Today EvalLense is introducing the AI Jury — a structured evaluation layer that reviews pitch decks the way a disciplined investment committee would, only faster and at far greater scale. Instead of one model returning a single opinion, six independent reviewers each read the full deck and score it against the same published rubric.

The result is a ranked shortlist with a clear paper trail: every score traces back to the slide and the criterion that produced it. Teams that once spent weeks triaging inbound now move through the same volume in a single working session.

Six reviewers, one rubric

Each member of the jury evaluates a deck along a fixed set of dimensions — problem, market, team, traction, defensibility, and clarity of the ask. Because the rubric is shared and visible, two startups are never measured by two different yardsticks.

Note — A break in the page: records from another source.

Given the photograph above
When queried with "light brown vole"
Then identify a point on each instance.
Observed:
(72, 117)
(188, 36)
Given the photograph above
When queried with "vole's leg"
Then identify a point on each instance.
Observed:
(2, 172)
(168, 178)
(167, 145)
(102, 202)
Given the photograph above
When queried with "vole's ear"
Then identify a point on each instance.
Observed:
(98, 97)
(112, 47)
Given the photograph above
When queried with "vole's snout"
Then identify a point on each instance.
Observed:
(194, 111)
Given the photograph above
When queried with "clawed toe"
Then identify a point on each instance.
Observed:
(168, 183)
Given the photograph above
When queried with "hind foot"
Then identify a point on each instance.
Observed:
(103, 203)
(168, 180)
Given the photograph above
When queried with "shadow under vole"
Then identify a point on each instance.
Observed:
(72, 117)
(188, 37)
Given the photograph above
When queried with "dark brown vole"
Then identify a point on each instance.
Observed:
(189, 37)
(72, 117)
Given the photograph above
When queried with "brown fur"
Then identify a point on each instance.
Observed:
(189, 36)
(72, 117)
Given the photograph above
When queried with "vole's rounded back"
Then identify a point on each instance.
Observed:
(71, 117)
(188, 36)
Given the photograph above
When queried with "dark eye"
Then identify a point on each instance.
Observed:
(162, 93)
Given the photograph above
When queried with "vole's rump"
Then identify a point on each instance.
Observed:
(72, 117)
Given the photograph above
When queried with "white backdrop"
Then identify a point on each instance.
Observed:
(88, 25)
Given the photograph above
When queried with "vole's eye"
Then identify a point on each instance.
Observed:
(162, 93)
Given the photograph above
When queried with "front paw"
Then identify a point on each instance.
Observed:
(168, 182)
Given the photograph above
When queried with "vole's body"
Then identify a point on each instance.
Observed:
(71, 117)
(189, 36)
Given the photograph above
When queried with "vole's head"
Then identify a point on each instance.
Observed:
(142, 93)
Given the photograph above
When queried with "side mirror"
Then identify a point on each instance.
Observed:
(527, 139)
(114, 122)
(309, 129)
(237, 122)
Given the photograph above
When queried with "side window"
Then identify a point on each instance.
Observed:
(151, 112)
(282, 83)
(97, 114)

  • Independent scoring removes the anchoring effect of a single reviewer.
  • A published rubric makes every number auditable after the fact.
  • Disagreement between jurors is surfaced, not averaged away.

We didn't build EvalLense to replace the decision. We built it so the decision starts from a complete, comparable picture instead of a stack of PDFs and a tired reader.

— EvalLense product team

The human keeps the verdict

The jury produces a recommendation, never a final call. Partners review the ranked output, open any score to see the reasoning behind it, and make the investment decision themselves. EvalLense is the lens — the judgment stays human.